The simple aesthetic of Kantor’s early video work (UFO, Maria) would rapidly evolve into an orgy of effects—an assault on the viewer’s senses. His first videos take a conceptualist approach that interrogates the image and the history of art. For example, the litany of oppositions in Infraduction (1982), which is not devoid of humor, points to the absurdity and porous nature of categories and definitions (‘I am post-impressionist, he is anti-post-impressionist’ etc.). Before long, a phenomenon of proliferation and accumulation took off: computer graphics and then digital animation altered the colors and figures, text invaded the screen, images were superimposed, music and songs saturated the soundtrack. A number of videos from the early 2000s made intense use of recycled and misappropriated images. Kantor drew on the most diverse cinematic sources, from the Hollywood blockbuster to Duras, from Dean to DiCaprio (Accumulation, The Blood of Many Filmmakers, Song of the Anti-hero, White Boy from the East (I Am Asian)).
The majority of Kantor’s videos take place in a dystopian, indeed post-apocalyptic future that he would reinvent and develop from The Black Cherry Syrup Manifesto (1982) to Scripture (2016). The human being is watched, cloned, controlled, assaulted or abandoned in the ruins of our civilization. Certain of Kantor’s works touch on contemporaneous events but even they have a sense of prophecy and the end of the world. Barricades (1992) and Anti-credo (1987) addresses instances of police repression against marginal groups in New York. Among the most accomplished of Kantor’s works, Barricades is a veritable prophecy of destruction. While the video’s imagery shows an apparently infinite line of police barricades, as if encircling the world, its text alerts us to catastrophes to come (‘planets will explode and a shower of pointed electrons will pierce the flesh’, etc.). Anti-credo, a short masterpiece of editing, turns a park occupied by artists into a poem about urban ruins. In another vein, the images of hooded and shackled bodies in Black Flag (1998) evoke torture and enslavement. While the film pre-dates the scandal of Abou Ghraib, it seems to predict it. The film also decries the poverty in Ontario at the end of the 1990s. Similarly, The Legend of Joan Dark (2007) recalls altogether too familiar images of political hostages and other martyrs.

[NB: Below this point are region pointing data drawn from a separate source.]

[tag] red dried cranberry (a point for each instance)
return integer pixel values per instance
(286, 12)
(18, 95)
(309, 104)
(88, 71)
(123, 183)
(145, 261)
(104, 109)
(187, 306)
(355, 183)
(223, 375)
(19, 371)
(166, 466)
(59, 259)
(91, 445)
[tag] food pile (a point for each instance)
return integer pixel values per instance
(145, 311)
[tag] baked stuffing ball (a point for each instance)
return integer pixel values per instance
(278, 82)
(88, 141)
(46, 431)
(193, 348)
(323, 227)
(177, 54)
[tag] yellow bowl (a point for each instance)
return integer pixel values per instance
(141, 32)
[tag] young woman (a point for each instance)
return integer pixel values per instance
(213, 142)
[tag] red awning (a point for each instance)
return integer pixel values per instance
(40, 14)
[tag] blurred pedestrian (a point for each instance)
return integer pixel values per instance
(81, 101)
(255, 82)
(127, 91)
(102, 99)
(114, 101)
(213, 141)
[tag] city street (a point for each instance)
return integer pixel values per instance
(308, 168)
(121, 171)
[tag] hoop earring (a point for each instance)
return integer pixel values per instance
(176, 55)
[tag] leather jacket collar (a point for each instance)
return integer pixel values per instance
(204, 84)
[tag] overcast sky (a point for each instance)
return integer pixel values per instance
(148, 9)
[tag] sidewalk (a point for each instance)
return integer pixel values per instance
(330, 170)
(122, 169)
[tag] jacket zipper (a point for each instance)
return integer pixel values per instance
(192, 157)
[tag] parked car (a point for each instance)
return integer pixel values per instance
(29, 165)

In this world of chaos, resistance is articulated through blurred genres, a festive, even orgiastic spirit, a hybrid of machine, sexuality, humor and the absurd. Identity is forever shape-shifting and blended for Kantor, who is also known as Monty Canstin, Amen! and Esmeralda Eldorado. Everyone disguises themselves, reinvents themselves, is reborn. The performer’s body is of crucial importance, whether it be that of Kantor or of one of the numerous participants that share speech and image in his group works (Nineveh, Brothers and Sisters, Lebensraum/Lifespace - Spectacle of Noise, The Party is Over). Blood becomes a synecdoche, one minute an artistic material, the next an assault weapon. In Blood and Gold, the blood donated by participants unites the neoist community. In Alles Klar (1986), Kantor (who once studied medicine) sprays his blood on a canvas after it has been drawn from his arm. A meeting of medical and artistic gestures.
This program attempts to reflect these futuristic, activist or aesthetic veins and to showcase the artist’s constant reinvention. It is just a modest jab in a prolific and uncompromising practice.